The subject of this sketch was born in the village of Hausach, Baden. He received a substantial education in the excellent schools of his native land, which he attended steadily from the age of six until he was fifteen years old. He then commenced to learn the trade of cabinet-maker, serving an apprenticeship of a year and a half. But the ambitious youth was not content with his future prospects in the Fatherland, so determining to emigrate to American, he set sail from Havre in the ship "Columbia" in February, 1848, he being the second person to leave his native village, or that vicinity, to venture across the ocean to this strange country. After a lengthy voyage of forty-five days he landed in New Orleans, and a week later made his way from that city to Cincinnati, and thence to Wheeling W. Va. He worked at his trade there fifteen months, and then returning to Cincinnati, spent a little more than a year there. We next hear of him in Keokuk, and a short time after he proceeded up the river to Galena, arriving here in May, 1850. He commenced life in this city as a journeyman in a cabinet-maker's shop, and continued thus engaged until 1866. He was industrious and prudent, and wisely saving his earnings, at that time had money enough to establish himself in his present business, which he has carried on ever since. In February, 1888 he formed a partnership with John S. Ross, his present partner. Our subject is considered one of the best undertakers in the city or county. He is thoroughly equipped for his business, having a good, practical knowledge of it in all its branches. He is a graduate of Prof. Clarke's School for Embalming, at Springfield, Ohio, and of the Illinois School for embalming, at Springfield, Ill., and he has also attended several lectures at the Chicago Medical College, and is thoroughly conversant with the subject. He is numbered among our self-made men, and through a life of sterling integrity, is justly entitled to the high respect that is accorded to him. He is a good citizen, and takes a hearty interest in his adopted city, doing all that in him lies to promote its welfare.
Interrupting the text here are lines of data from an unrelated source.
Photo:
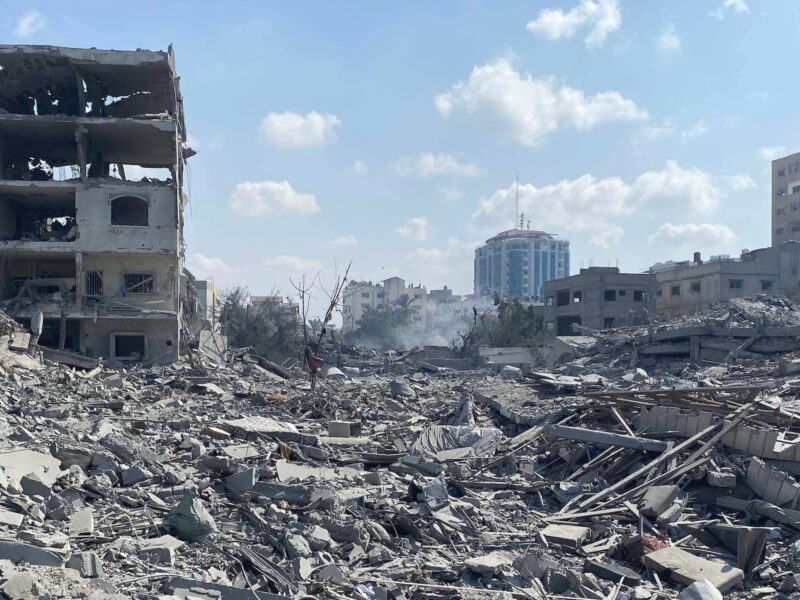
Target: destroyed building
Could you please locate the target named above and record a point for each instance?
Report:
(92, 157)
(691, 286)
(598, 298)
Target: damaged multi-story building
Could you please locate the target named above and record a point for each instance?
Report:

He and his family are respected and influential members of the Episcopal Church.

Our subject has received the encouragement and counsel of a most estimable wife, to whom he was united in marriage in 1855. Her maiden name was Mary Elizabeth Cawton, and she was a native of England, and a daughter of George and Elizabeth (Bailey) Cawton. Of this happy union two children have been born - Nellie Louise and Henry C. The latter is a student at the Chicago Medical College; Nellie married Henry P. Estey, a native of Vermont, and now a resident of Waterloo, Iowa.